How is allergy testing done?

The process of allergy testing is done through medical analysis of how your body reacts to a suspected allergen. This is done through the heightened presence of the IgE antibodies and what food allergens they are responding to the most. This resting itself can be done in a few ways:

  • Skin prick test: This is the classic allergy testing method that introduces a small amount of the allergen into a tiny pinprick on the skin. If the antibodies are present, a welt or bump will rise up and indicate that you have an allergy.
  • Blood sample test: This is often the most-trusted method of allergy testing. Using small finger pricks of blood, you’ll be able to send your blood sample to a lab that will use these blood samples to test them against all sorts of potential allergens, noting which ones give the highest readings of the IgE antibodies.
  • Oral test: Another allergy test is when you are fed varying levels of the allergen in a medical setting, and your physical reaction (visually and through monitors and testing) are monitored throughout the process. The point is to determine just how strong the allergic reaction is and how severe it is.

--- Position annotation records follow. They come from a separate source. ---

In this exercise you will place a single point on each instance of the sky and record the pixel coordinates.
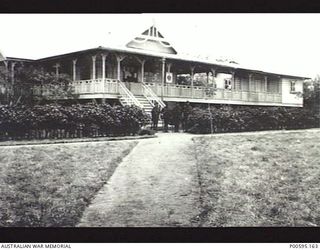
(280, 43)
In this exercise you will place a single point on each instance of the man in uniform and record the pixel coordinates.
(155, 112)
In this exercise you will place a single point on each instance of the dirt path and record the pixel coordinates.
(155, 185)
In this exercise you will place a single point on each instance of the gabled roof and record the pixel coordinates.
(152, 40)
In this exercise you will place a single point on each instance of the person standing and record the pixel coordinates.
(185, 115)
(166, 118)
(155, 112)
(176, 117)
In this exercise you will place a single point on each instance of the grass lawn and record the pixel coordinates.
(262, 179)
(51, 185)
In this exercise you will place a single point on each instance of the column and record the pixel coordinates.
(142, 70)
(12, 73)
(169, 67)
(213, 71)
(163, 75)
(233, 81)
(103, 58)
(94, 67)
(119, 59)
(74, 69)
(192, 74)
(265, 84)
(57, 66)
(250, 82)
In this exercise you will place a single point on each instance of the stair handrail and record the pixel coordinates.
(126, 93)
(151, 96)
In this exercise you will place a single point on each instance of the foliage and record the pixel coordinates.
(57, 121)
(311, 95)
(234, 119)
(27, 78)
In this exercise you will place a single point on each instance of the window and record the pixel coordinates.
(227, 84)
(292, 86)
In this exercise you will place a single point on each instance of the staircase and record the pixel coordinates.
(146, 105)
(145, 101)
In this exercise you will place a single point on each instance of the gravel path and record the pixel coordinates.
(155, 185)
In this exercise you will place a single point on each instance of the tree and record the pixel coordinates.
(311, 95)
(32, 83)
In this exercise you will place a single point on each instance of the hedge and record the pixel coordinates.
(57, 121)
(236, 119)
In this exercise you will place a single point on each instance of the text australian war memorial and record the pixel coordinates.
(149, 70)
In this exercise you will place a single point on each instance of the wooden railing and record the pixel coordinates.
(151, 96)
(111, 86)
(107, 85)
(127, 98)
(184, 91)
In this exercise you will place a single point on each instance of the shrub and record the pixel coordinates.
(52, 121)
(232, 119)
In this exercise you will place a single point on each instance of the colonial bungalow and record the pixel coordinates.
(149, 70)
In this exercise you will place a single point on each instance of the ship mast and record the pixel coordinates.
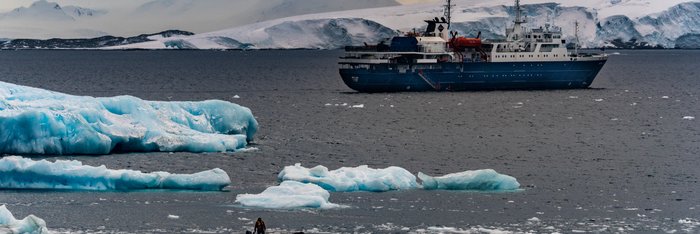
(448, 12)
(517, 27)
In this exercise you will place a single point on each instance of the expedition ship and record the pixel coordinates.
(439, 60)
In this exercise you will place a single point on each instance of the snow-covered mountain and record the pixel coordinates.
(45, 19)
(630, 23)
(78, 12)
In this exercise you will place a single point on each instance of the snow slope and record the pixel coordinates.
(37, 121)
(23, 173)
(601, 21)
(44, 20)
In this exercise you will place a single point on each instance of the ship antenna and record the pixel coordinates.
(577, 41)
(448, 12)
(518, 14)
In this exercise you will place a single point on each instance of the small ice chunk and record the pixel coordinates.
(289, 195)
(349, 179)
(22, 173)
(486, 179)
(30, 224)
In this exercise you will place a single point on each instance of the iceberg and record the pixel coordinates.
(289, 195)
(31, 224)
(487, 180)
(22, 173)
(349, 179)
(37, 121)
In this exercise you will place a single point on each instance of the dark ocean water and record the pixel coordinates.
(618, 157)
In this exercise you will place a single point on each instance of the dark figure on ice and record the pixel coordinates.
(259, 227)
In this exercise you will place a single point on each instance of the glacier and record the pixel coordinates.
(349, 179)
(485, 180)
(23, 173)
(289, 195)
(30, 225)
(37, 121)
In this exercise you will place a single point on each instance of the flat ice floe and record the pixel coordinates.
(348, 179)
(487, 179)
(37, 121)
(289, 195)
(31, 224)
(22, 173)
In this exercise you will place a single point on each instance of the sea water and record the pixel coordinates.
(618, 157)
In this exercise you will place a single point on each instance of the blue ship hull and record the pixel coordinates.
(470, 76)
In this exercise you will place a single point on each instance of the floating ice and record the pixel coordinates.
(31, 224)
(289, 195)
(348, 179)
(486, 179)
(37, 121)
(22, 173)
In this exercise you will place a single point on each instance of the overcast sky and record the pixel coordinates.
(7, 5)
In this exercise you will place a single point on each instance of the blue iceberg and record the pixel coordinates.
(31, 224)
(289, 195)
(22, 173)
(37, 121)
(485, 180)
(348, 179)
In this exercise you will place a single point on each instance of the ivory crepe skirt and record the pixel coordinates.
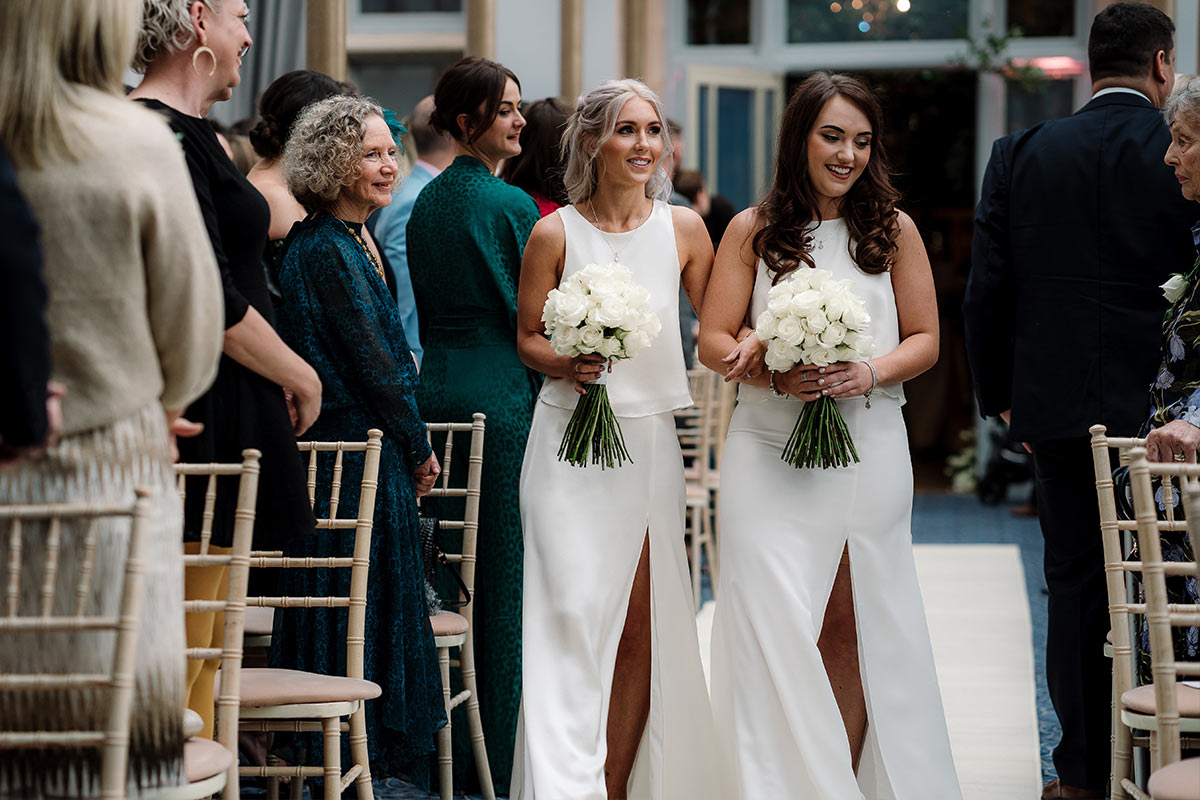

Can the hair be used for allergy testing?

You’ve probably seen options for hair sample testing, leading many people to wonder if hair samples are able to be used for allergy testing. Unfortunately, an accurate allergy test result can’t be read from a hair sample, as it doesn’t involve the use of the IgE antibodies that specialists are looking for. So, hair samples can’t be used for allergy testing. However, they can be used for intolerance testing and provide just as accurate results as a blood sample test.

For those who are uncomfortable with needles and prefer the simplicity of the hair sample test, a blood sample test would still be the most comfortable, as it is just a prick of the fingertip and a few tiny dots of blood on the card. It can also be done from the comfort of your own home, which adds a lot to the control of the test itself.

Allergy testing has certainly come a long way, and you can now choose from a series of options to get the right testing method for your needs. While it would be nice to think that a hair sample could be used for accurate allergy test results, this is a sample best used for an intolerance test. However, you still have plenty of realistic allergy test options!